When that day arrived four years later, I hobbled to the pub, pulled the tables together, grabbed a discarded newspaper, and sat with a pint as usual. My eyes involuntary checked the door every time it opened, just like a dog waiting for its owner outside a shop. The moment of realization hit while I shuffled home late that night. I'd asked other pubs whether they recognized anybody from a photograph I kept of us and even checked with restaurants whether they had taken any bookings in their names. That was why I finally decided to let Charlie into the flat.

He was an affectionate black and white short-hair I had often seen slinking between the bins on my street. He more than filled the emptiness left by the absence of my friends, gave days a sense of purpose, and was always waiting for me whenever I returned home. I found him in the middle of the road this morning. His killer, presumably some motorist showing off, hadn't even the decency to leave a note. It is an awful thing, Henry, to go to a vet and ask them to bury your cat because you have no garden.

Besides Charlie's warm presence, it's no secret that my life over the last decade enjoyed little variety, urgency, or structure, and the days blur together. I write, read, eat, drink, sleep, and smoke, although none to a desirable degree. With unpaid tabs barring me from most pubs, my afternoons are often spent reading and watching the world go by from my window.

The only regular punctuations are when I feed a stray tabby three times a day.
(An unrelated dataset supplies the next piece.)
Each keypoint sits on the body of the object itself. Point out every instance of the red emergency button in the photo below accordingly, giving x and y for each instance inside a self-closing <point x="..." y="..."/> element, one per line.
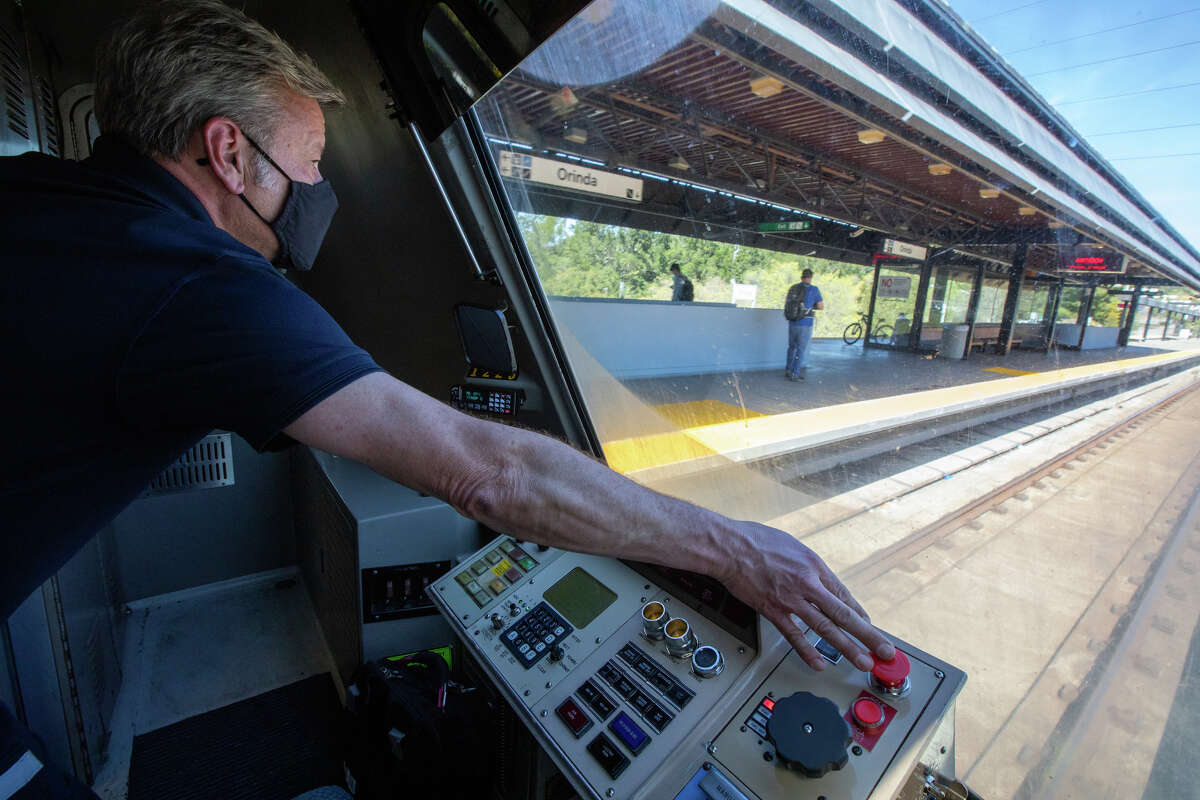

He's an affectionate creature, so I'm unsure whether he was recently abandoned or is simply after a couple of extra meals. Henry, this will sound terribly self-pitying, but caring for an animal transforms anybody for the better. It isn't just the structure it provides for the day but also knowing I make a difference, however slight, to somebody else. We should all feel like we matter to somebody.

For as long as I can remember, the weather has been ghastly, which provides a ready-made excuse for almost anything. It's why I can't sleep until dawn or rise until noon. It's why I don't go outside. It's why I have receded from the world and neglected the last of my friendships (except yours, of course). While I'm aware this is purely a comforting fantasy, as it provides something outside my control to blame, it is a convincing fantasy to tell oneself nonetheless.

The weather also reminds me of the night we met, which, I can't believe, was over a decade ago. The rain fell like ball bearings, and there was nothing we could do to keep the cold out from that draughty medical tent. I remember repeating the same fact in my head over and over again as if it were a mantra: the Victorians only needed thirty seconds to amputate a leg. It would be over before I realized, I thought; all I had to do was bite down on the rag in my mouth. That, alongside the near-half pint of whisky I had drank, would soak up all the pain. I couldn't bear imagining the back-and-forth-and-back-and-forth of the saw cutting through my shinbone, sending vibrations throughout the rest of my body. Then, I would feel the weight of my leg drop away, and the real horror would begin.